Java’s Pattern class and regular expressions

One of the easiest things to get tripped up on is the syntax for creating regular expressions (regex) in Java using the Pattern class. The tl;dr version of how to do things is that you must use double-backslashes in the regular expression Strings you use to create a Pattern object; so something like \b would have to be written as "\\b". Read on for a more thorough explanation.

Double trouble

The key point to understanding the tricky syntax is to realize that when you’re creating a String literal in Java, backslashes are used to form escape sequences as well. Most people are familiar with this concept, when, for example, constructing a String that spans multiple lines:

final String multiline = "A String...\nOn two lines";

When calling Pattern.compile, you pass in a String literal that is the regular expression. However, regular expressions also use the backslash character to begin escape sequences. So, to ensure that the regular expression engine in Pattern gets the correct syntax, you must replace every backslash in your regular expression with two backslashes. This is to prevent Java from interpreting the single backslash as just a String escape sequence.

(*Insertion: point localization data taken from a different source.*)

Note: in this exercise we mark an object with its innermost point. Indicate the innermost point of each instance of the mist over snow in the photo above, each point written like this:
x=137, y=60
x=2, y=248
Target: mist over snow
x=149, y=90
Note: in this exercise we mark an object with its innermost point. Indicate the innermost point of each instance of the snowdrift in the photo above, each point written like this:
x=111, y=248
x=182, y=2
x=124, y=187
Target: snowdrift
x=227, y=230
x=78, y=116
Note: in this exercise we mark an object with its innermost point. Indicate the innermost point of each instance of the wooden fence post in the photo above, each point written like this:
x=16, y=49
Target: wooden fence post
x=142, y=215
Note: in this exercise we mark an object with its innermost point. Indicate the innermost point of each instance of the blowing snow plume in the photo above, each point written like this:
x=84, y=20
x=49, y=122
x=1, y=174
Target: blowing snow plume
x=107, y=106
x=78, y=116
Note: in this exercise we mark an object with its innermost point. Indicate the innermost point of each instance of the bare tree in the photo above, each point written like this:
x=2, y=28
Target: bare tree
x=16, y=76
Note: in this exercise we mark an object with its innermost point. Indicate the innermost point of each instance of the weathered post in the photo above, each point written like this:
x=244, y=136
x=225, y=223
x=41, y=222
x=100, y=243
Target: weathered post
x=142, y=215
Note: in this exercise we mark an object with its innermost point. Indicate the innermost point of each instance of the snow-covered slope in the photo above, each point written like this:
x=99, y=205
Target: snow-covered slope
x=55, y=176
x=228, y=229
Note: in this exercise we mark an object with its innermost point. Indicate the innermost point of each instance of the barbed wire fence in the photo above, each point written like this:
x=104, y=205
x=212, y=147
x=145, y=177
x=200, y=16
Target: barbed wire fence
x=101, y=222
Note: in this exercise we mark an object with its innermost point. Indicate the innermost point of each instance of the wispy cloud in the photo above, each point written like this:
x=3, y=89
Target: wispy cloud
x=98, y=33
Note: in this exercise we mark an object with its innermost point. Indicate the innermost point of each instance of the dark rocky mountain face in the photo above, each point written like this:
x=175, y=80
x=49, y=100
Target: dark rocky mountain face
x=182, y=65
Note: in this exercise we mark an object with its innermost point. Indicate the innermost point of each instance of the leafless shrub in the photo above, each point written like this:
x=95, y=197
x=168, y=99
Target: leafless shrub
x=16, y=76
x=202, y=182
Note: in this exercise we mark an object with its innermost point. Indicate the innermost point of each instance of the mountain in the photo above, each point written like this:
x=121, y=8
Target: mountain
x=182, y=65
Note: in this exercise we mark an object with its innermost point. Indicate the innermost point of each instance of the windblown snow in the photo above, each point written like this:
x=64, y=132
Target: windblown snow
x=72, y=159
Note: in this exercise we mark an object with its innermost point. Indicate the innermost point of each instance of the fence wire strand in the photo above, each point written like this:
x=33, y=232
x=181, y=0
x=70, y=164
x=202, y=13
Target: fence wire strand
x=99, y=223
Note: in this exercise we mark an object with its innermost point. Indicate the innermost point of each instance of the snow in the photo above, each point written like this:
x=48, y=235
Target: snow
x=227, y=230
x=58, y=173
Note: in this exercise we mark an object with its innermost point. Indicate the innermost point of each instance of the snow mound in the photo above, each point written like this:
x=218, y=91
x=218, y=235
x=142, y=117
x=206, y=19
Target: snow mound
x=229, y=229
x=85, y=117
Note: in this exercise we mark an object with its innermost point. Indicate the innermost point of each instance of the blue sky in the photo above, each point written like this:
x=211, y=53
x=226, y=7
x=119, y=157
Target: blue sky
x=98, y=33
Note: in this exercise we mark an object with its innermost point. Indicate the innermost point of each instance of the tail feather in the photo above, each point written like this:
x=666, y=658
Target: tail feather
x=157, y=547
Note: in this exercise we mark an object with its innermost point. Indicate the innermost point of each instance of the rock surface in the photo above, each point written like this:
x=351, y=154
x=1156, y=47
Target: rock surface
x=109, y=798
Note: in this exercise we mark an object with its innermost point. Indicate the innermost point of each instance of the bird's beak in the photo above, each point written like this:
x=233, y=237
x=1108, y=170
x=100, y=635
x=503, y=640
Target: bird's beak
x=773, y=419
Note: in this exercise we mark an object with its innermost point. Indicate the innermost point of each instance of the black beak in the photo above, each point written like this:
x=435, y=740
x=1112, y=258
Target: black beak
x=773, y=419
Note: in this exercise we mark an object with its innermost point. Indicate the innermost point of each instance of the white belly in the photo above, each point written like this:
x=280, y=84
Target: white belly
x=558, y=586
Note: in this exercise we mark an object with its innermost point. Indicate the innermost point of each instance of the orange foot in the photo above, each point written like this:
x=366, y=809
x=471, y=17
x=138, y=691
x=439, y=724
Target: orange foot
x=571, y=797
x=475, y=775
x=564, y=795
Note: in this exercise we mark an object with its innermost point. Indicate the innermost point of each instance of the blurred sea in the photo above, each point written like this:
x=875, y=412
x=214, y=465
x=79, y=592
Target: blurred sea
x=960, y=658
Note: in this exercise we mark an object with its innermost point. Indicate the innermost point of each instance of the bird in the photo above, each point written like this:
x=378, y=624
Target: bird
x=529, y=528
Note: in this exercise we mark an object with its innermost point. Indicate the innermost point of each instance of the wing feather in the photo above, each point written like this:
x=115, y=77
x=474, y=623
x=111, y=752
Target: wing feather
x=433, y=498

Or, put another way, if you wanted a String with the contents "\n", that is a String with a backslash followed by the letter ‘n’, you’d have to define it as:

final String newLineEscapeSequence = "\\n";

This is the gist of it; we need to pass in the preserved backslashes into the Pattern regular expression engine, so you have to create a literal backslash by using a double-backslash in your String literal. This information is in the Pattern Javadoc, but it’s sort of buried beneath loads of regular expression syntax.

Keep this in mind when constructing your regular expressions outside of Java in a tool like RegExr. These principles also apply when using other classes/methods that use Pattern, such as String.split() or Scanner.useDelimiter()

An example

Here’s a simple example where we try to find the word “The” at the beginning of a String, delimited by a word boundary matcher.

public class PatternExample {
  private static final Logger LOGGER =
      Logger.getLogger(PatternExample.class);
  private static final String TEST_STRING =
      "The quick brown fox jumps over the lazy dog";

  public static void main(final String[] args) {
    System.out.println(TEST_STRING);

    final Pattern wordBoundaryWrong = Pattern.compile("^The\b.*");
    Matcher matcher = wordBoundaryWrong.matcher(TEST_STRING);
    LOGGER.debug(matcher.matches()); // false.

    final Pattern wordBoundaryCorrect = Pattern.compile("^The\\b.*");
    matcher = wordBoundaryCorrect.matcher(TEST_STRING);
    LOGGER.debug(matcher.matches()); // true.
  }
}

The key point here is that the word boundary matcher (\b) must be passed in as a String literal of "\\b" so that the backslash is properly interpreted. In the incorrect Pattern, "\b" maps to a backspace character literal.

I think the reason this concept is somewhat tricky is that you have to deal with two levels of escaping – the Java String literal syntax and the Regular Expression syntax.

One Comment »

  1. But there are also those who are not amenable to this kind of treatment such as
    Dr. The rhinoplasty surgeons India enhance the nose by reshaping it
    by using components like cuboids, gristle (fibrous) and
    a couple of fashioned elements as well. First decide on what color you want
    your bathroom to be and add two shades of the same color, one lighter and
    one darker (or one totally different but matching
    color) for accents.

    Take a look at my page: plastic surgery games

Post a Comment

(required)

(will not be published) (required)

XHTML tags allowed: <a href="" title=""> <abbr title=""> <acronym title=""> <b> <blockquote cite=""> <cite> <code> <del datetime=""> <em> <i> <q cite=""> <strike> <strong>

Note: rel="nofollow" will be added to all links in comments.